As the opioid epidemic has spread across the country, through all age, gender, race and economic categories, the number of children who have lost their parents to drugs—either to death by overdose, to jail, prison, homelessness or disability—has skyrocketed. Those children wind up in one of two places: either with relatives, or in an already overburdened foster care system.  In 2015, the child welfare system saw a three-year national increase of more than 30,000 children entering foster care.  That number is likely much higher now as the nation finally begins to face the truth and pharmaceutical companies are being held to account.

In West Virginia, the hardest hit state in the opioid crisis, the number of foster care children grew 24 percent from 2012-2016.  The numbers escalate as the number of overdoses increase; they mirror the number of addicts in treatment programs, incarceration or living day-to-day on the streets. Babies are born addicted to opioids or other drugs.  More often than not, addict parents, living or deceased, have made little or no provisions for the ongoing care of their children.

The Emptiness And Inadequacy Of Not Being Enough

I feel very sad this morning.  Many women who give up children for adoption did so because in whatever way they did not feel like they were enough.  Strong enough, wise enough, financially sound enough.  It doesn’t help that often this is a true and honest assessment of one’s condition.

I left my first husband due to issues of addiction.  He honestly tried very hard, more than once, in a variety of ways to change his behavior so that his addiction was not a part of his life nor our life as a family.  I tried to stick it out.  Because our family’s financial resources were being poured into satisfying his addiction, I eventually believed my daughter and I would be better off if we separated from him.

I tried to handle the divorce in an enlightened way for our 3 year old daughter.  Telling her that her father still loved her and I still loved her but that we would not live together as a family any more.  Financially, I wasn’t able to pull it off.  I wasn’t able to financially support us.  I went to my mom for tiny bits of money to get by.  I took on roommates to share the cost of providing shelter.  None of it worked.

In desperation, I left my daughter with her paternal grandmother, who because I had to go back to work when she was only a few months old, had always cared for her.  I didn’t know if I could drive a truck but I knew the money was good and if I could do it for a little while and save it up, then I could recover her and we might make it.

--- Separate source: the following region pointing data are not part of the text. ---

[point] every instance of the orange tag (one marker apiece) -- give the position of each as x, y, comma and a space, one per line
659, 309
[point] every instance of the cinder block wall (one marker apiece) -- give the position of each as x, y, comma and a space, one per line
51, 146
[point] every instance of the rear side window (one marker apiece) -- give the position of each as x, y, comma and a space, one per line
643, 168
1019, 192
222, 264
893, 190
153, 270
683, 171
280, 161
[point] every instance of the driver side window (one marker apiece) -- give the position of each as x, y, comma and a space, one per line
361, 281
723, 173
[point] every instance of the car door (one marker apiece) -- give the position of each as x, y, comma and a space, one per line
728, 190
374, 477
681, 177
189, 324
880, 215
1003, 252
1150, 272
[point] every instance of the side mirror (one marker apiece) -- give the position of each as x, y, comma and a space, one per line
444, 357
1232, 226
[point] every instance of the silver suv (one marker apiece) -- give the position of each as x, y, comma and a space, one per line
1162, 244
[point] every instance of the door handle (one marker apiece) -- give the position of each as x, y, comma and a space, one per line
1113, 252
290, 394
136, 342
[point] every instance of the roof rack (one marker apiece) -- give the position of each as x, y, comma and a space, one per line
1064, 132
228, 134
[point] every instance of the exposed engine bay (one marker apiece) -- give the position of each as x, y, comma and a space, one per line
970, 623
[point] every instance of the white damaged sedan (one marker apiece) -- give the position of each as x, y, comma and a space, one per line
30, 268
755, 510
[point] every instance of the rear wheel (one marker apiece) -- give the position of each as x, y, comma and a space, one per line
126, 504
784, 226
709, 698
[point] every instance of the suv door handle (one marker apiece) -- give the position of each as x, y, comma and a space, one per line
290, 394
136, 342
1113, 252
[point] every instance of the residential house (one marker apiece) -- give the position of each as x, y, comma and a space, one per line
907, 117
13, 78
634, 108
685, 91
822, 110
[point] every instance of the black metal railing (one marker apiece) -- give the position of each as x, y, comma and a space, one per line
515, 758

Often, life does not work out as we plan.  Her father remarried and he took physical custody of our daughter.  Her step-mother had a daughter and together my ex-husband had another daughter with this wife.  My daughter had a family and I know the issues of addiction continued to weigh heavily on this family.  I don’t have easy answers.

I had a reconciliation of sorts with my ex-husband not that long ago.  No recriminations.  Only an acknowledgment of how lucky we both are that our daughter is in our lives.  She is an amazing person.  In spite of all the challenges, somehow we did something right along the way and both of us would say, mostly the work of becoming amazing deserves 100% credit by our daughter.